Before you head to the lake or hop into the boat remember to always have life jackets on hand. Did you know that life jackets have an expiration date? If you have life jackets around your home that haven’t been used in a while, it’s best to check if it’s still safe! It’s important to know if your life jackets and personal flotation devices are still effective because if there is a functional issue with them they won’t be effective in an emergency situation.
At AquaMobile, we want to educate everyone on the importance of water safety. In this article, we’ll give you the information you need about life jacket expiration and how to tell when it’s time for an upgrade.
Do Life Jackets Expire?
There are various types of life jackets, the most common being foam life jackets and inflatable life jackets. Technically, the life jacket itself does not expire. It’s the material within the vest that loses it ability to retain buoyancy when in water over time.
The material in a foam life jacket is susceptible to damage and lower buoyancy due to regular wear and tear. This can heavily affect how it performs and protects the user when they’re in the water. Make sure to store your PFDs in dry cool areas and only use them for their intended purpose.
Inflatable life jackets use a carbon dioxide (CO2) tank to inflate themselves. It’s important to check the recommended tank replacement date before purchasing an inflatable life jacket. These tanks usually have a 1-3 year life span. It’s also important to examine the tank for any damage, dirt, or corrosion every few months.
How to Test Your Life Jackets
If you have a life jacket around your home, whether a foam or inflatable one, that hasn’t been worn in a long time it’s best to test it before you take it out on a boating trip or swim.

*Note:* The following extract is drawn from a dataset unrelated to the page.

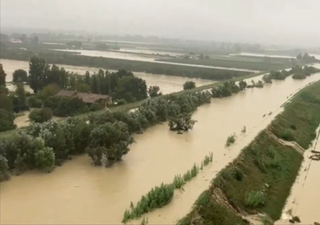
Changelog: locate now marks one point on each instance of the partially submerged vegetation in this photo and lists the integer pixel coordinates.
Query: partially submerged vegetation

You can test foam life jackets by simply putting them on and floating in calm or confined water conditions. The vest should fit properly, when you float in the water. It should not rise up over your shoulders when your are in the water. If you cannot float safely with the life jacket, it can mean that the foam inside has lost its buoyancy and the jacket should be replaced.
In the case of an inflatable life jacket, the process is the same. It should fit snug (but not overly constricted). Instead of testing the foam buoyancy, in this case you must check the CO2 tank expiration.
Before you head out to the water:
- Check your life jacket expiration date.
- Test your life jackets.
- Replace it if it can’t be used!
We hope these tips help you stay safe this summer!